Pattern 3: Single Channel vs Dual Channel¶

All mainstream agents use a single channel — everything (user messages, tool results, system reminders, summaries) goes into one conversation array.

Self-developed agent's dual-channel design (Ports for structured data, ContextMessages for semantic memory) is the only exception studied. This prevents structured data from inflating the conversation context.

Pattern 4: Context Awareness as a Model Feature¶

Claude Code's <budget:token_budget> and <system_warning> tags make the model itself aware of remaining context capacity. No other agent has this. Combined with server-side compaction, the model can self-manage without client-side heuristics.

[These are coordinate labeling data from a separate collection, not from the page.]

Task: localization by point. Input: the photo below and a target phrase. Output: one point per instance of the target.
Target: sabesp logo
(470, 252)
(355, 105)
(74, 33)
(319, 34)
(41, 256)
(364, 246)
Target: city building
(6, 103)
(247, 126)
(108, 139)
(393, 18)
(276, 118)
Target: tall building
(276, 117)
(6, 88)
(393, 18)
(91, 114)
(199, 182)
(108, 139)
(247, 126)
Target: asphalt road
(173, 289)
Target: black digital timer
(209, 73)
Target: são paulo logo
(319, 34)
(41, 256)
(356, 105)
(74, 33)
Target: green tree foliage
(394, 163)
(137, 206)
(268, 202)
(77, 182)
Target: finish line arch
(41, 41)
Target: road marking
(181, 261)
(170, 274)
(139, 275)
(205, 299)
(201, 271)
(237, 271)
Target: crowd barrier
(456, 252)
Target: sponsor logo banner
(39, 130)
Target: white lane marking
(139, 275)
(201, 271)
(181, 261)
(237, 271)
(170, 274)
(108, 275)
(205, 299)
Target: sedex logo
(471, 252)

Pattern 5: Sub-Agents as Context Management¶

Using sub-agents is fundamentally a context management strategy: give a focused task its own clean context window, get back a compressed summary. This pattern appears in Claude Code (Explore/Plan agents), OpenClaw (sessions_spawn), Gemini CLI (LocalAgentExecutor), and Self-developed agent (capability nodes with context_filter).

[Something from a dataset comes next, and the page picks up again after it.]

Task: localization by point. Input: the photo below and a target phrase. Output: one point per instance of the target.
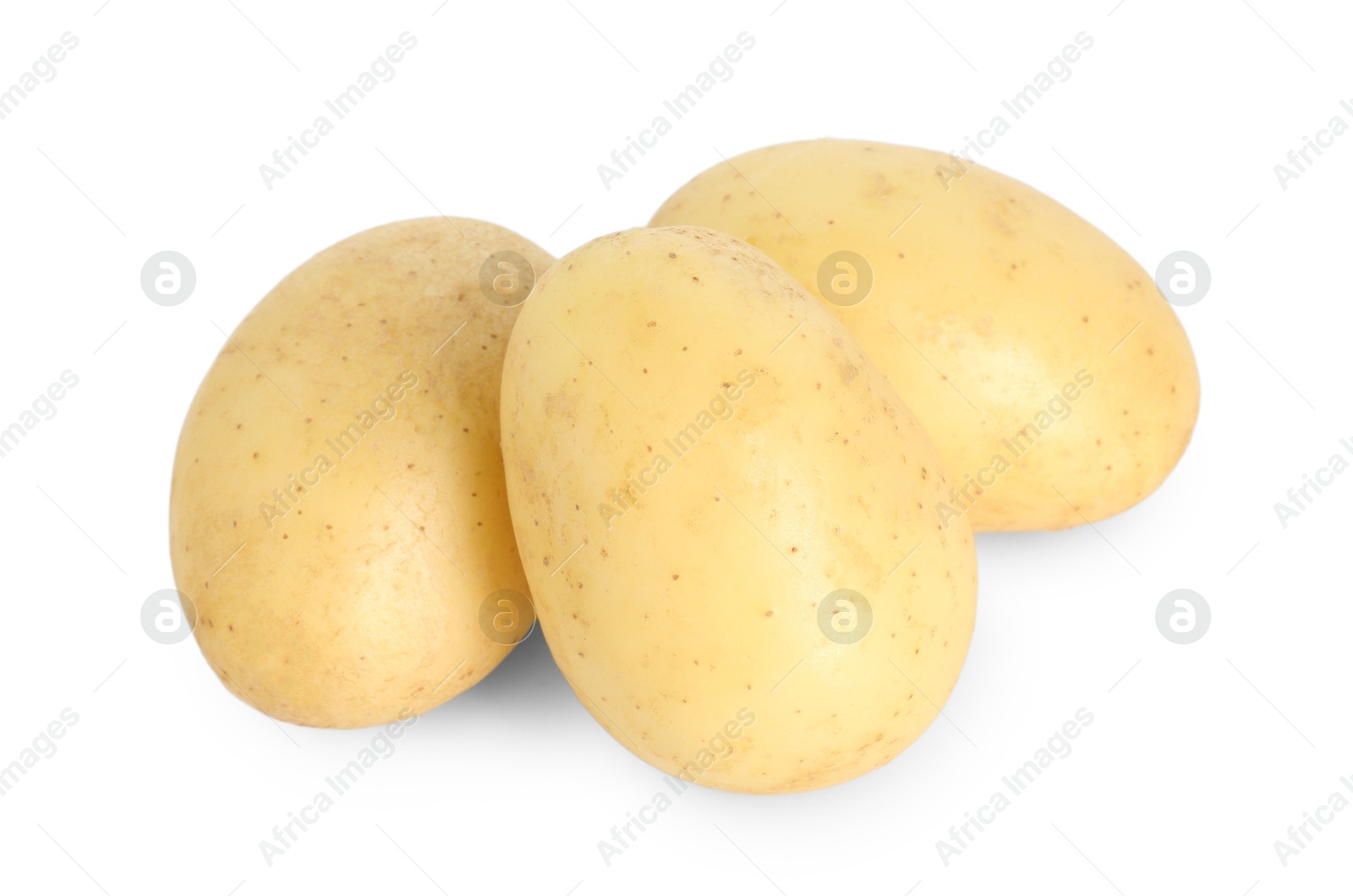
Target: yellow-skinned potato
(727, 517)
(1053, 376)
(337, 513)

Pattern 6: Context Rot Awareness (from Anthropic)¶

Anthropic identifies four types of context degradation (anthropic-context-engineering.research.md):

Type	Description	Agents that address it
Poisoning (incorrect info)	Stale tool results from modified files	Only Claude Code (file modification detection)
Distraction (irrelevant info)	Old tool outputs consuming attention	Codex, Gemini CLI, OpenCode (truncation/pruning)
Confusion (similar info)	Two similar files causing misassociation	No agent addresses this systematically
Clash (contradictory info)	Old and new versions of same data	OpenCode fork/revert (lets user branch away)

Most agents only address distraction. Poisoning, confusion, and clash are largely unmitigated.

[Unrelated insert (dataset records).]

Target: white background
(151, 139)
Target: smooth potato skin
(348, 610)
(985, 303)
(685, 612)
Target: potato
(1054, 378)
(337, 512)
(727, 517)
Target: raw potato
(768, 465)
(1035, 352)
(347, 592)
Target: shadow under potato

Pattern 7: Anthropic Recommendations vs Practice¶

Key gaps between what Anthropic recommends and what agents actually do (full analysis in anthropic-context-engineering.research.md):

Sub-agent returns should be 1-2K tokens → No agent enforces this (all unbounded)
Compaction should maximize recall → Only Gemini CLI verifies with a second LLM call
Context quality should be evaluated → No agent measures compression information loss
Tool result clearing is the safest first step → Only Codex, OpenCode, and Claude Code do this; Pi and OpenClaw skip it entirely

Open Questions¶

Graph-based context: Memory research found knowledge graphs (Graphiti) to be a breakthrough. No agent uses graph structures for context management. Could tracking causal relationships between tool calls improve compression quality?
Optimal compression threshold: Pi compresses near the limit, Gemini CLI at 50%. What's the optimal point? Earlier compression loses less information per compression event but compresses more often.
Verification cost: Gemini CLI's two-pass verification catches lost information but doubles the compression cost. Is it worth it? No one else does it.
Encrypted vs readable compaction: Codex's server returns opaque encrypted state. This preserves model-internal representation but is unauditable. Claude Code's 9-section text summary is readable but may lose latent semantics. Which is better?
When to filter vs when to send all: Pi's "send everything" works with 1M context windows. But context rot (accuracy degradation with length) suggests filtering may be better even when context fits. Where's the crossover point?